当時のハワイには日本人留学生も少なく、日本からの学生は珍しい時代であった。1ドルが250円の時代でもあり、当時、学生の私には米国の日常品が高く思われ、経済的にも自由に物が買えない学生生活であったことを記憶している。
今や時代は変わり、外国為替も1ドル100円台で推移する時代となり、日本の誰もが経済的に自由に世界を移動できる時代となった。その一方で、海外挑戦組の日本人留学生数が年々減少している。世界がグローバル化に向かう時代に、日本には不慣れな外国へ行って言語や生活面においての苦労はしたくないといった学生たちが増え始めている。インタ-ネットという発明のお蔭で加速的に我々の生活環境も一変し、今や世界中の人々が国境や人種そして言語の壁を超えて共に歩む時代となった。

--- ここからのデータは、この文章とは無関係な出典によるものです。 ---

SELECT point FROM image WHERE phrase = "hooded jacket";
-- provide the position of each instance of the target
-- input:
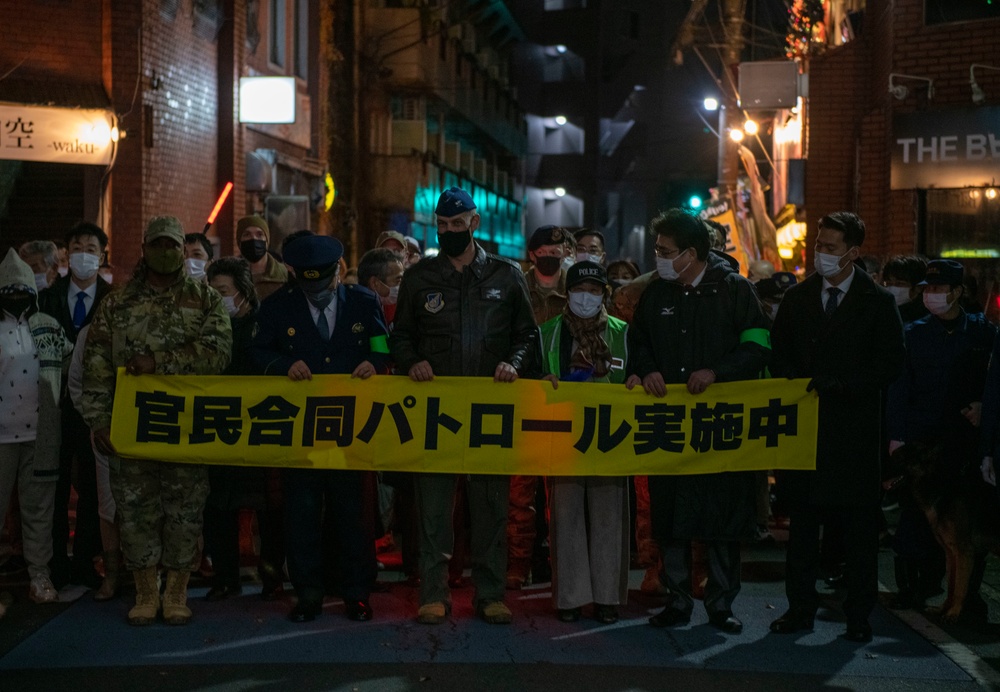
(53, 350)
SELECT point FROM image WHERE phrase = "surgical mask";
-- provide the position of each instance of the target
(937, 303)
(393, 295)
(195, 268)
(454, 243)
(828, 265)
(164, 261)
(230, 304)
(900, 293)
(84, 265)
(584, 304)
(548, 265)
(253, 249)
(666, 269)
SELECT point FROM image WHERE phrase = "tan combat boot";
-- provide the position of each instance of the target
(175, 610)
(109, 587)
(147, 597)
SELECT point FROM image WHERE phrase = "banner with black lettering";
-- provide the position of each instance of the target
(465, 425)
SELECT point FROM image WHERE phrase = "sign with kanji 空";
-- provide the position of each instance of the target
(465, 425)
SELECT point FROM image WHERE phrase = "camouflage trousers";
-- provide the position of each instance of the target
(159, 512)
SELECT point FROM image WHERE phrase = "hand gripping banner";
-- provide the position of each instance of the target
(465, 425)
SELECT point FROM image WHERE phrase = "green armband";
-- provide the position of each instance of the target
(757, 336)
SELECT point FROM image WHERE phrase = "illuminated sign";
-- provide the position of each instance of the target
(267, 99)
(57, 135)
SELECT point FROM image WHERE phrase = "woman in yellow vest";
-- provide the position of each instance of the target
(589, 524)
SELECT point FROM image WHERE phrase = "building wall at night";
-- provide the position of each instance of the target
(851, 120)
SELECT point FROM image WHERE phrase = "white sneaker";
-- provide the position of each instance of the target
(42, 591)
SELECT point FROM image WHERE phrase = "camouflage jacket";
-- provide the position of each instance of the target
(185, 328)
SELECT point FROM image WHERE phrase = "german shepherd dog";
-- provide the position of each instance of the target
(961, 510)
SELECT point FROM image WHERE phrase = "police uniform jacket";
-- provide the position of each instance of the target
(465, 323)
(943, 373)
(861, 345)
(677, 330)
(286, 333)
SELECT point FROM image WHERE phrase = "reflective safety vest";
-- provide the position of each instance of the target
(614, 334)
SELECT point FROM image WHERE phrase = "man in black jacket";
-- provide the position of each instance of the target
(71, 299)
(842, 330)
(698, 323)
(466, 313)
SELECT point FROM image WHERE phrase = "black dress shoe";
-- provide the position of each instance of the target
(222, 592)
(359, 611)
(568, 614)
(858, 632)
(725, 621)
(669, 616)
(793, 621)
(305, 611)
(605, 613)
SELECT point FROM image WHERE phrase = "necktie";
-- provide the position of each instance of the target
(79, 310)
(323, 325)
(831, 302)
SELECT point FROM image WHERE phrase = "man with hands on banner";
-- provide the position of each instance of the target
(698, 323)
(162, 322)
(463, 313)
(321, 326)
(842, 330)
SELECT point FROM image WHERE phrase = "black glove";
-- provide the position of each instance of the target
(826, 385)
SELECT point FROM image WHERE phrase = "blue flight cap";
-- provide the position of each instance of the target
(314, 256)
(454, 201)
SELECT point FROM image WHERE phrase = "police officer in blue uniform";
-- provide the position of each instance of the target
(320, 326)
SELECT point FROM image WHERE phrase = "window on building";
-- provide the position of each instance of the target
(944, 11)
(302, 39)
(276, 37)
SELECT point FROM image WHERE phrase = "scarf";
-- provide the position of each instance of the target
(592, 353)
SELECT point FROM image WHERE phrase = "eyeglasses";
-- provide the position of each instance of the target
(665, 253)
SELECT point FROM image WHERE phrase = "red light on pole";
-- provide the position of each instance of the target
(218, 206)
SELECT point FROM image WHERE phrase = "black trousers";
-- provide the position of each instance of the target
(309, 494)
(87, 536)
(860, 526)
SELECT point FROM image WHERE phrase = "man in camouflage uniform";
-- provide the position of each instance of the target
(163, 323)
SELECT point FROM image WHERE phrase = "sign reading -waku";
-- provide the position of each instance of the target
(465, 425)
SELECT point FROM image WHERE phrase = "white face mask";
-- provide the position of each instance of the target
(392, 297)
(584, 304)
(84, 265)
(231, 307)
(195, 268)
(827, 265)
(900, 293)
(667, 270)
(937, 303)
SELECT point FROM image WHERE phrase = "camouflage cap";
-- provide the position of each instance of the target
(164, 226)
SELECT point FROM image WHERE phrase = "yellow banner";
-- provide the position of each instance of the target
(465, 425)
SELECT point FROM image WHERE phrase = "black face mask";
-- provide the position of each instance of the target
(453, 243)
(253, 249)
(15, 306)
(548, 265)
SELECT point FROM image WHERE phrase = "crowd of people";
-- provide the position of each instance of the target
(570, 317)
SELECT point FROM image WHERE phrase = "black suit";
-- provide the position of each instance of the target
(856, 353)
(54, 301)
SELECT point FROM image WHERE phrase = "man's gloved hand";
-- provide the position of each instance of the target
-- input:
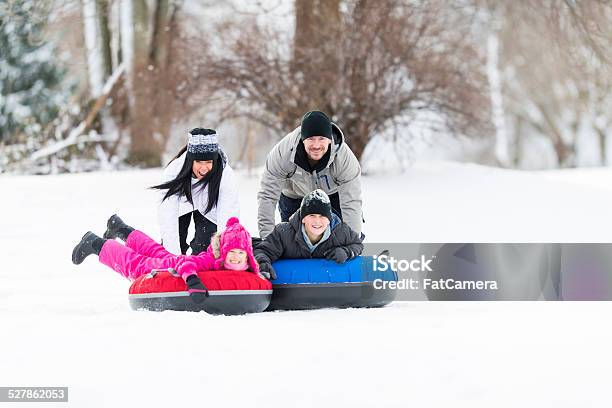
(338, 254)
(266, 269)
(197, 291)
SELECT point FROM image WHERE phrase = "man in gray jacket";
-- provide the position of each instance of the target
(313, 156)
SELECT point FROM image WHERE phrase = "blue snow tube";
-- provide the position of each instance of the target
(319, 283)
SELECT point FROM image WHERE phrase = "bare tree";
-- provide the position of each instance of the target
(557, 82)
(371, 65)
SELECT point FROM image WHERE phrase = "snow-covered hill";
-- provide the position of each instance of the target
(63, 325)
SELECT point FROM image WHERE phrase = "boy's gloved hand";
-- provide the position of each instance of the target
(266, 269)
(197, 291)
(338, 254)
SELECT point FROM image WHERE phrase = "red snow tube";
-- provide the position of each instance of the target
(230, 292)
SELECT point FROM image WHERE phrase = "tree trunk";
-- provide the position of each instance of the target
(97, 44)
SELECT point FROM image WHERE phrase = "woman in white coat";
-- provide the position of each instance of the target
(198, 183)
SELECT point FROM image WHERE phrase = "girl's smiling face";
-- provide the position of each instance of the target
(201, 167)
(235, 257)
(315, 224)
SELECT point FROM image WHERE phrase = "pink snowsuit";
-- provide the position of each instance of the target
(141, 254)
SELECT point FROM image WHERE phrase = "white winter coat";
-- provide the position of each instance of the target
(173, 207)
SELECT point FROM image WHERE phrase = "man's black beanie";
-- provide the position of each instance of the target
(316, 123)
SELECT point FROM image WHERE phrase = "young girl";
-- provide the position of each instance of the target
(198, 182)
(231, 250)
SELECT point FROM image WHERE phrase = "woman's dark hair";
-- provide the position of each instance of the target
(181, 185)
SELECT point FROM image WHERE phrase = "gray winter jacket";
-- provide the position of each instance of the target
(287, 171)
(287, 241)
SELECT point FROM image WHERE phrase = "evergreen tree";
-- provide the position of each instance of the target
(30, 79)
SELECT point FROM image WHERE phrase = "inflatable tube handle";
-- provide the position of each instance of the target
(154, 272)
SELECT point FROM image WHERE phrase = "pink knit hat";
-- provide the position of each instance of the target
(236, 236)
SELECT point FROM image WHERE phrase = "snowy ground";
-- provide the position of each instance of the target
(63, 325)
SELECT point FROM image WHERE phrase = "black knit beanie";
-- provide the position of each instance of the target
(316, 123)
(203, 144)
(316, 202)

商業施設が乱立し、物が溢れる便利な国日本は、学生たちにとって不自由なく暮らすことができる場所である。が、私は彼らに冒険心をもって世界の人たちと触れ合い、人間的に成長してほしいと感じている。
ハワイは、多民族から構成された異文化交流のできる教育的条件を備えた土地である。日本の学生たちが勇気を持って、異文化体験に挑戦し積極的に国際人への道を歩んでほしいと願うものである。